In particular, today we are talking about online dating.
We all want to offer our best version, but how do we distinguish when they tell us the truth?
Or the other way around, don't you get to show your real self because you don't know how to present yourself in dating applications?
We live in an era where getting to know each other through a screen is, for many, the first step towards a possible relationship. The dating applications have become the new bar, the new square, the new social space where the attraction begins with a "swipe."
But... who are we really when we're in these apps? And how much difference is there between our online profile and our real self?
In The Net Psychology We talk about this as the "digital": that version of you you believe when you decide how to present yourself in a virtual environment.
Shall we show or sell?
When we open a dating application, we usually choose carefully what photos to show, what words to use in the bio, what details to share (and which ones not). We don't always lie, but we do. We heal. a version of ourselves. Does that sound familiar?
- You select a picture where you look good... although it was taken three summers ago.
- You say you like hiking, but you don't mention you did it once by engagement.
- You put that you love books, but the last novel you read was in 2021.
This is not necessarily negative. We all want to show our best face. The problem appears when the gap between the digital and I real It's so big it gets hard to hold.
Why do we create idealized versions of us?
From cyberpsychology we understand that the digital environment favours certain mechanisms:
- narrative control: online, we can think before we answer, choose every word, every image. In real life, spontaneity gives us away.
- I wish to accept: We want to like, we want to connect. That can lead us to exaggerate qualities or silence aspects that we think might not be attractive.
- Window effect: We feel that we are in a human catalogue, where we must stand out in order not to be discarded.
Risk: relationships based on fictitious versions
When we meet face to face with someone we met online, there is a moment of adjustment of expectations. If that person is little like what he projected, disappointment, mistrust or even rejection may arise.
And the other way around: if you have built a character yourself, you can feel anxious about "not being up to it" of your own avatar.

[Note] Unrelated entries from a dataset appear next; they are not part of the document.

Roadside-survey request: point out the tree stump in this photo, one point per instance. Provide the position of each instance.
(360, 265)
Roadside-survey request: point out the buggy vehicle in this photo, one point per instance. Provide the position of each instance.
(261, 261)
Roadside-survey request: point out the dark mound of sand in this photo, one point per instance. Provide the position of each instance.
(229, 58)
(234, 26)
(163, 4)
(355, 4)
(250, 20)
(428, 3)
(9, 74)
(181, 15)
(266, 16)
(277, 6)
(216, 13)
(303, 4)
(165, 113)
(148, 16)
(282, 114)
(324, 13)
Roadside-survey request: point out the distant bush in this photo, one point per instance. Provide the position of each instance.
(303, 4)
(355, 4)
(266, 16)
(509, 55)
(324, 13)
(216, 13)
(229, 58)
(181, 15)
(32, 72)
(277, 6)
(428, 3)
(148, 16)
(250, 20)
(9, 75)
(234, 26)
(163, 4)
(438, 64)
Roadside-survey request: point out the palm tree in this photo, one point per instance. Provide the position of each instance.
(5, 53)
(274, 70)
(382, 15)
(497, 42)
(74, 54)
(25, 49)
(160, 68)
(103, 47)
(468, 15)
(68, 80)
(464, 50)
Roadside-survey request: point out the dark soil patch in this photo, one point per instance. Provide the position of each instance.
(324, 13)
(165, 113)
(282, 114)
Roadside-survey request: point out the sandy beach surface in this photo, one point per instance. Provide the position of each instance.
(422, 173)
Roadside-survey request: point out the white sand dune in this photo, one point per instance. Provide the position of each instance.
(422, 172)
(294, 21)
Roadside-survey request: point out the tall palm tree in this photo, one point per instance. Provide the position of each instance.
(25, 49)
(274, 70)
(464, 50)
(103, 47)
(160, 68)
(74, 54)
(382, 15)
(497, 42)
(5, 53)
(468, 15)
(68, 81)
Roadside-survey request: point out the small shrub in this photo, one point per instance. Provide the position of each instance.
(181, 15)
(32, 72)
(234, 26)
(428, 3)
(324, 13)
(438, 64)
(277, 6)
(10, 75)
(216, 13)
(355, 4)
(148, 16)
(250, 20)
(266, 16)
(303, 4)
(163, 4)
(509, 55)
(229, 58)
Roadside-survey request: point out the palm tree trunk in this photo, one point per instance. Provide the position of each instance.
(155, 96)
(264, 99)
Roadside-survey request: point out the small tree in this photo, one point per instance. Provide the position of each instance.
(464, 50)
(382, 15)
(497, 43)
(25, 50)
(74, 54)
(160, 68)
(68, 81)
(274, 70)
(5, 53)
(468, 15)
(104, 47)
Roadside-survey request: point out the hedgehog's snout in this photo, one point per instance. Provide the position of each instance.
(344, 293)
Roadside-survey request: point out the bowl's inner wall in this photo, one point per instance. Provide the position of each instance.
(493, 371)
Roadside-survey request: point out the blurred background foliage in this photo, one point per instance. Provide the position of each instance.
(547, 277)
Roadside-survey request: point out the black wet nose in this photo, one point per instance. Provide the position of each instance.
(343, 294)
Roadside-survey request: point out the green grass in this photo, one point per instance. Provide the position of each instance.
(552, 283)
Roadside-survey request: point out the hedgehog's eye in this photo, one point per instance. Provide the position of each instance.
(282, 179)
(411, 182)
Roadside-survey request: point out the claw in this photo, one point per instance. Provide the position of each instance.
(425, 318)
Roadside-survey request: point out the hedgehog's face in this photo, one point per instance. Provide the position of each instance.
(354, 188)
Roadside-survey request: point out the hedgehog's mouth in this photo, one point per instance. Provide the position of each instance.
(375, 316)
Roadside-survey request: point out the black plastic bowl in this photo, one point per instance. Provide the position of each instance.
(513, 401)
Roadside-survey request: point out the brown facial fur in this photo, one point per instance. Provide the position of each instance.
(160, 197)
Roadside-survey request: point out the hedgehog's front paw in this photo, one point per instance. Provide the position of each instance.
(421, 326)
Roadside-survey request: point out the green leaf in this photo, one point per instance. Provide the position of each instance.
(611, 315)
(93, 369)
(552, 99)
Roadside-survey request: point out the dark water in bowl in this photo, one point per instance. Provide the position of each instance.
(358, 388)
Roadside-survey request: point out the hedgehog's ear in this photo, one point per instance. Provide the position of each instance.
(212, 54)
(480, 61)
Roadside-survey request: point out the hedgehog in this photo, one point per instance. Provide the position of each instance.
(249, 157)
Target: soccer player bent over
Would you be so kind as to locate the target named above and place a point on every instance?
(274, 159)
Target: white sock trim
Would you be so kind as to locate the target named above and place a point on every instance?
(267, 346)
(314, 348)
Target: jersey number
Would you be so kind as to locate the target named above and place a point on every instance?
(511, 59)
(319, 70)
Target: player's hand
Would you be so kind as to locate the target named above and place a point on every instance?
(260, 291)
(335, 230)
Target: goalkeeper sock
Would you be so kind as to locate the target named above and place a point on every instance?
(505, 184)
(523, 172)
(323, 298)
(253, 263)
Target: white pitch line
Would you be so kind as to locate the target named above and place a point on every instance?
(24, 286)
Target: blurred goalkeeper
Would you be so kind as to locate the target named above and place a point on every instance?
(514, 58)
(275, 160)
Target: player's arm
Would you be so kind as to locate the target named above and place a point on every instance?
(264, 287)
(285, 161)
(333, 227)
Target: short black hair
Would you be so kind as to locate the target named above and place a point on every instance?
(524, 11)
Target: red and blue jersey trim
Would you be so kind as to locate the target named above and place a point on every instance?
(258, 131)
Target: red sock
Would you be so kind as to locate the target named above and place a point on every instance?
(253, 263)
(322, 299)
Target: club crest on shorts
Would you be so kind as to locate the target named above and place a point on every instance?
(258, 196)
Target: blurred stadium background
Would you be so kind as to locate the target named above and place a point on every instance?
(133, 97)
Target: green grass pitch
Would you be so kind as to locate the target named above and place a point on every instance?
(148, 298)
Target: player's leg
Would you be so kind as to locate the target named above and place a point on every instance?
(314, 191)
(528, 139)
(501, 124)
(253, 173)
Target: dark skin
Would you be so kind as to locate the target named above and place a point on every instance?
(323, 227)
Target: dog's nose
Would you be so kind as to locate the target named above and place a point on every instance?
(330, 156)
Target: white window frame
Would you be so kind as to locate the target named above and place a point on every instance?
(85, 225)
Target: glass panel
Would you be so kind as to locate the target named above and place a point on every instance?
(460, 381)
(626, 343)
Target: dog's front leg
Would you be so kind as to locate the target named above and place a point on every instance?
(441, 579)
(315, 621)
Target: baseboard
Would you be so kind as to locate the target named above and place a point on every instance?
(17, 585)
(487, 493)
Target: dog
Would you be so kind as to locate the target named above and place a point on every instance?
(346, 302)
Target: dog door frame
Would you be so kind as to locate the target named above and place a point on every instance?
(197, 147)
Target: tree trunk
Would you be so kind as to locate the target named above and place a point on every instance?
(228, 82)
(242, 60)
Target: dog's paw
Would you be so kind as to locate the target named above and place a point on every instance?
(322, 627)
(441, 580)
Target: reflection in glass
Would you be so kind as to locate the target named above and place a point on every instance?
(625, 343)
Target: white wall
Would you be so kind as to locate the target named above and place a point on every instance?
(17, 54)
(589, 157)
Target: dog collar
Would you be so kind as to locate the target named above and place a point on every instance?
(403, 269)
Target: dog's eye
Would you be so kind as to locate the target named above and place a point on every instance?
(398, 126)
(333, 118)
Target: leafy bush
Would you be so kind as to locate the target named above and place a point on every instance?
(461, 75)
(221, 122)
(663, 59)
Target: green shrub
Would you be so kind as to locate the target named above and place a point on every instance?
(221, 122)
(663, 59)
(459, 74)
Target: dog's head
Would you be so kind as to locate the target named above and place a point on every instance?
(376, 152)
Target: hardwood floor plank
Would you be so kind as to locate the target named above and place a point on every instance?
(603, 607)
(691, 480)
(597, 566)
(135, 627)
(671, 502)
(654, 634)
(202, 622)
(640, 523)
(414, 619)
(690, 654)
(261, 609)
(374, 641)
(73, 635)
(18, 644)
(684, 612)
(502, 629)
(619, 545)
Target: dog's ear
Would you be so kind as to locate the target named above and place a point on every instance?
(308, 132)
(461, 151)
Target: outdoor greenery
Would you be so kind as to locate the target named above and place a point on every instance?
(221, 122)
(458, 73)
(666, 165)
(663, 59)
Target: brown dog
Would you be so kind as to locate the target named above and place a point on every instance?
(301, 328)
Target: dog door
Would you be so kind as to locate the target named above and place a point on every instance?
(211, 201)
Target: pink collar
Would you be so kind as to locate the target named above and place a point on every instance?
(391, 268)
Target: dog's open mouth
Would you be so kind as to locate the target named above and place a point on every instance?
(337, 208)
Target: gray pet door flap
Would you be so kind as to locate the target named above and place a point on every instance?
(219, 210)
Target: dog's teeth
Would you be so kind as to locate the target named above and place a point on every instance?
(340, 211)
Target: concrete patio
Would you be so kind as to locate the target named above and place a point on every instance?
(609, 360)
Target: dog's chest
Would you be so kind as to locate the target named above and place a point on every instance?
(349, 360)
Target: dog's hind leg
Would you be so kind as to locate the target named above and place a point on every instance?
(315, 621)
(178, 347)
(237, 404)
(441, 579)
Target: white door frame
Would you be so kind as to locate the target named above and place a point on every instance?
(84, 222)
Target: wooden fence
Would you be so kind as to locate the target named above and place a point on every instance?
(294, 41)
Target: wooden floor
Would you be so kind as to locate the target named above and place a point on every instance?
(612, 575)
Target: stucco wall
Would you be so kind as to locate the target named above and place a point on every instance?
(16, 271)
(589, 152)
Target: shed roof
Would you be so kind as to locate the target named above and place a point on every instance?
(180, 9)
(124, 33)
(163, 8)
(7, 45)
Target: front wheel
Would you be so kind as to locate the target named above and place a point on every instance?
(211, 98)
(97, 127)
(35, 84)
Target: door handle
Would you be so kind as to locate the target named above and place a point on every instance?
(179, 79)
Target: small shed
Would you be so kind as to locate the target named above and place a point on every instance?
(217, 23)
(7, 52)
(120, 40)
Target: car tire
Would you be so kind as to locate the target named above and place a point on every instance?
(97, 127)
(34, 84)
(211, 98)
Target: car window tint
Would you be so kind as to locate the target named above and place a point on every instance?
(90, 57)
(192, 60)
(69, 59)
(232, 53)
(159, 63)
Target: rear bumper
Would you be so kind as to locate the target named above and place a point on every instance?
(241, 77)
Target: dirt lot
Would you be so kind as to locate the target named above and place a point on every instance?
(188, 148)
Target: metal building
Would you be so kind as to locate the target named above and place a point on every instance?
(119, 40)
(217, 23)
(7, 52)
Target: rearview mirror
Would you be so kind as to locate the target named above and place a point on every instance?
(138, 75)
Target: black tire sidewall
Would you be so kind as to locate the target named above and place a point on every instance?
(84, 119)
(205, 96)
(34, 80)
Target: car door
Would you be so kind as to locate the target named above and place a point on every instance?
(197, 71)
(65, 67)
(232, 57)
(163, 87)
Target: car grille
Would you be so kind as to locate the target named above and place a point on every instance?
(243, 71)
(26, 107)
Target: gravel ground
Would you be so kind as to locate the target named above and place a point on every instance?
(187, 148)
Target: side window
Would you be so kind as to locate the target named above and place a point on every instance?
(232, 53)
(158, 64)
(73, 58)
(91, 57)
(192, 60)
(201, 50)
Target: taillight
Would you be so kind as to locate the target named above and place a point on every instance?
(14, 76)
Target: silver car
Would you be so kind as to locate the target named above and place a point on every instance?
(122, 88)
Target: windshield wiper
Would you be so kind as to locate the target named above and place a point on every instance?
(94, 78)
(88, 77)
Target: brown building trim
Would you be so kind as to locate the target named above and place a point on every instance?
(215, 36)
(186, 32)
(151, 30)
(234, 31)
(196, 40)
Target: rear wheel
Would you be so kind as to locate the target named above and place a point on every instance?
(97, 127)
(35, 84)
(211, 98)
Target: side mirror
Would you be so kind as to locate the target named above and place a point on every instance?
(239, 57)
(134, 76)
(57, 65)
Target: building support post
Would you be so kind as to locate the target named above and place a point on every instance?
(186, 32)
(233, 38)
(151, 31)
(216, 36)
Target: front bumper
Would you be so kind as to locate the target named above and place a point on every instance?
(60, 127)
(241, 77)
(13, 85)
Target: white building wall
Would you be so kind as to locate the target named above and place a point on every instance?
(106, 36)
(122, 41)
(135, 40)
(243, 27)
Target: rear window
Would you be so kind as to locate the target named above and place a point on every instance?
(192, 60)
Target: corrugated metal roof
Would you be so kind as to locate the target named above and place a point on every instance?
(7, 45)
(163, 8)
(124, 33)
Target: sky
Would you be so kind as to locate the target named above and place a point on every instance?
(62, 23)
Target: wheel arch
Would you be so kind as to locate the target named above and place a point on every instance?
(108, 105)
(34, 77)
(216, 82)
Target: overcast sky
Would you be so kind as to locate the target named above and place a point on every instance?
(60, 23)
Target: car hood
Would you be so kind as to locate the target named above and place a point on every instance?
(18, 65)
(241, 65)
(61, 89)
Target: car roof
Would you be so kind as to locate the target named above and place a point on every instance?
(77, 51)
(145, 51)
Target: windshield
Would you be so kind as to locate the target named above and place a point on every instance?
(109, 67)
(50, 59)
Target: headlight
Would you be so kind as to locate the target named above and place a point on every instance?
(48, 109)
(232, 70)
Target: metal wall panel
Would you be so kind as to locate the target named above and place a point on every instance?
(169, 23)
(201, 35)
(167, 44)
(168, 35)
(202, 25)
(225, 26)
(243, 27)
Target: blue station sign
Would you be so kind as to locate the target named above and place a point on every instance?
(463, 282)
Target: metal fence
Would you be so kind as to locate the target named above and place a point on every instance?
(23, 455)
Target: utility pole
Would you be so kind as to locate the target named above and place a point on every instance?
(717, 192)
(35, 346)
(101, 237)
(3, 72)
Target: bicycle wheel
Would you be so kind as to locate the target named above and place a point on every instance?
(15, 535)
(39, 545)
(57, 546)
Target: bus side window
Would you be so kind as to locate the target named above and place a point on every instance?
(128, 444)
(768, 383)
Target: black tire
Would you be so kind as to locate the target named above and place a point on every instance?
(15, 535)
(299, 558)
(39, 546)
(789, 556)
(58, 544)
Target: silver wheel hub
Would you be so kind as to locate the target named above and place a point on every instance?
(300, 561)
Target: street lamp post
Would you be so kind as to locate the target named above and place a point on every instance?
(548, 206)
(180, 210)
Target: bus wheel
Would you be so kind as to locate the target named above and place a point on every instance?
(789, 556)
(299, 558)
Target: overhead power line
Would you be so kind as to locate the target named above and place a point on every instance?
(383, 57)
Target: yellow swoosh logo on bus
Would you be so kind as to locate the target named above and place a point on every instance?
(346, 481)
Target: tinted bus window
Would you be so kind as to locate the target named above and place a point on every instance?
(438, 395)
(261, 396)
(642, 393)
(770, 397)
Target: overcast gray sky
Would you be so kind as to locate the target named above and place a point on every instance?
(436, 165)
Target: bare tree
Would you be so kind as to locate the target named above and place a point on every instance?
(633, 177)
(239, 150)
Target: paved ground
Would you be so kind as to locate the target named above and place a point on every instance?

What can we do to be more authentic while taking care of our image?
Here are some keys from cyberpsychology:
- Ask yourself real questions: What I'm showing is a part of me or an invention? Could you keep this image if this person knows me in real life?
- Choose strategic honesty: You don't have to tell everything, but you can show the essence of your personality without making it up.
- Remember that the true connection is born of authenticity: attracting by affinity, and not just by visual impact, can lead to stronger relationships.
And you? You recognize yourself on your dating profile?
At @ thenetpsychology we help you navigate all these barriers or doubts that online dating presents us to make, finding a couple is a pleasant, fun experience and an offline success. # cyberpsychology # cyberpsychology # psychology # onlinedating # citasonline # single # love.
You want to know more?
Write to me and follow us to discover more about Cyberpsychology.